Forum Discussion

wtwagon_99154's avatar
wtwagon_99154
Icon for Nimbostratus rankNimbostratus
Feb 10, 2010

Health Check Issues

The Scenario:

 

 

We are performing some load testing of an application and are using a health check as follows:

 

 

GET /blah/blah.asmx HTTP/1.1\r\nUser-Agent:Mozilla\r\nhost:blahblah.blah.net\r\n

 

 

We look for a 200 OK

 

 

Monitor interval: 5 seconds

 

Timeout: 16 seconds

 

 

We have 2 servers in the pool and they are all green at the moment.

 

 

The Problem:

 

 

As soon as we start throwing LoadRunner load tests at this VIP, all the servers go to red almost immediately(we are throwing a small amount of load, around 40 concurrent sessions). What really gets me is that I can run the same exact request as above during the load test and I am able to successfully get there and receive a 200 OK.

 

 

I also tried swapping the interval to 15 seconds with a timeout of 46 seconds and received the same problem (although this time, it happened after 5 minutes instead of almost immediately).

 

 

What steps can be taken to try to diagnose why the F5 is thinking these nodes are down, when they are clearly not?

 

 

18 Replies

  • We have exactly the same issue.

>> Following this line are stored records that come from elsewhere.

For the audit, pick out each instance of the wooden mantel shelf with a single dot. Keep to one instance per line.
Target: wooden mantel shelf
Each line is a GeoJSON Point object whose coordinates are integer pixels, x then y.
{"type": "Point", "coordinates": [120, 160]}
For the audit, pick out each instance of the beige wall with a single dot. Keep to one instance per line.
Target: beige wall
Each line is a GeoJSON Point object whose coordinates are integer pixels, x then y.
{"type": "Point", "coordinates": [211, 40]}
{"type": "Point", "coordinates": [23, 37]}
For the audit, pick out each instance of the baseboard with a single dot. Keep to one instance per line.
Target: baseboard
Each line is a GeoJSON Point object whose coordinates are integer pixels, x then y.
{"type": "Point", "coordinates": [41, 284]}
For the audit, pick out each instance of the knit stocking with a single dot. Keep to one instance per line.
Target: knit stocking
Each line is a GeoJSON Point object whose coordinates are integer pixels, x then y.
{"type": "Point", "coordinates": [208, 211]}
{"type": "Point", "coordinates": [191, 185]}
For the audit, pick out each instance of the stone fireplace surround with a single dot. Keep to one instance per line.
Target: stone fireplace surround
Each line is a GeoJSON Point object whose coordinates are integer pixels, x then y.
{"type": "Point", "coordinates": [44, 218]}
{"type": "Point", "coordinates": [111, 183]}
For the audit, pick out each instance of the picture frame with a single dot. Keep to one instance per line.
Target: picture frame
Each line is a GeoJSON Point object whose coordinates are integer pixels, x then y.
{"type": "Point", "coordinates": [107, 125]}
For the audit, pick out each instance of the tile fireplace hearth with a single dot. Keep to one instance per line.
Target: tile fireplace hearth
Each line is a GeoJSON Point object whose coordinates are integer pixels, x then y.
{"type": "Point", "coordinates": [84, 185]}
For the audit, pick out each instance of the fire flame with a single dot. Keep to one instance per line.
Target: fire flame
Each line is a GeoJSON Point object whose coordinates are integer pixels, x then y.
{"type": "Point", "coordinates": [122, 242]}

The F5 stops doing the health checks for no apparent reason (marks the node as down) and then resumes the health checks after about 3 minutes (174 sec). When the F5 resumes the health checks the nodes is marked as up immediately.

     

     

    I've got the tcpdump traces (taken on the F5) that confirm the F5 isn't doing any health check during the outage). I've also got the bigd log and there are no failed health checks in there.

     

     

    Did you log the issue with F5 and got a patch or workaround?

     

     

    Kind regards,

     

     

    Jan
  • Hi, sorry to open an old topic, but I have this exact same issue.

     

     

    Did anyone have any luck finding out what the problem is, and have a solution at all?

     

     

    Thanks in advance.
  • so is there really a problem here or not?

     

    seems people like to say they have evidence of a problem, yet no followup on any support cases filed or solutions found.

     

     

    i'm suggesting that this topic be removed as it could be stirring things up that aren't valid.

     

     

    I ask because we are experiencing symptoms that would indicate that the f5 marks a member down and stops polling for a time and then marks it up and resumes polling. sounds like the above. but is that really the case?

     

     

    any insight on this would be valuable, but without it this discussion thread is pretty dead, IMHO.
  • Sorry for the long wait.

     

     

    In our case it was a configuration issue. The health checks were running from the same IP as the actual traffic for the virtual server. In some cases the health check would re-use a recently used TCP source port for the health check. Our firewall considered this as a late packet for a recently closed flow and dropped the packet.

     

     

    The issue was caused by a faulty interface configuration. In an active passive setup, you shouldn't use unit ID in the floating IP configuration. This causes the F5 to use the interface ip for both the health checks and virtual server traffic (we are using SNAT). Normally the virtual server traffic should SNAT behind the floating IP. After opening a ticket at F5 we changed the config and now the health checks are running from the interface IP, separte from the viritual server which is natting behind the floating ip.

     

     

    Since then the conflicting tcp port issue on our firewall has been resolved.

     

     

    I know my explanation is a bit blurry but it's been 3 years ago and due to technical issue I cannot restore my old PST files to dig up the actual F5 case emails.

     

     

    Jan
  • We have the same behaviour (ltm 1600 11.1 hf4). In some unknown circumstances, the ltm stops with health-monitoring (always the same node with the same service). This marks the node down and the service is no more accessible. After about three minutes (174 sec.) it begins with health-checking again. On our passive-box, we have the same behaviour...but never at the same time. Any hints?

     

    Many thanks.

     

    Tom
  • i know it is intermittent but would it be possible to have bigd debug, tcpdump and qkview while issue is occurring?

     

     

    Troubleshooting Ltm Monitors

     

    https://devcentral.f5.com/wiki/AdvDesignConfig.TroubleshootingLtmMonitors.ashx
  • bigd debug provides actually too much output. i'm currently "tcpdumping", hoping, that the issue occurs.....
  • bigd debug provides actually too much output. i'm currently "tcpdumping", hoping, that the issue occurs.....please do not forget to generate qkview then. you know qkview collects a number of statistics of system. it could also be helpful.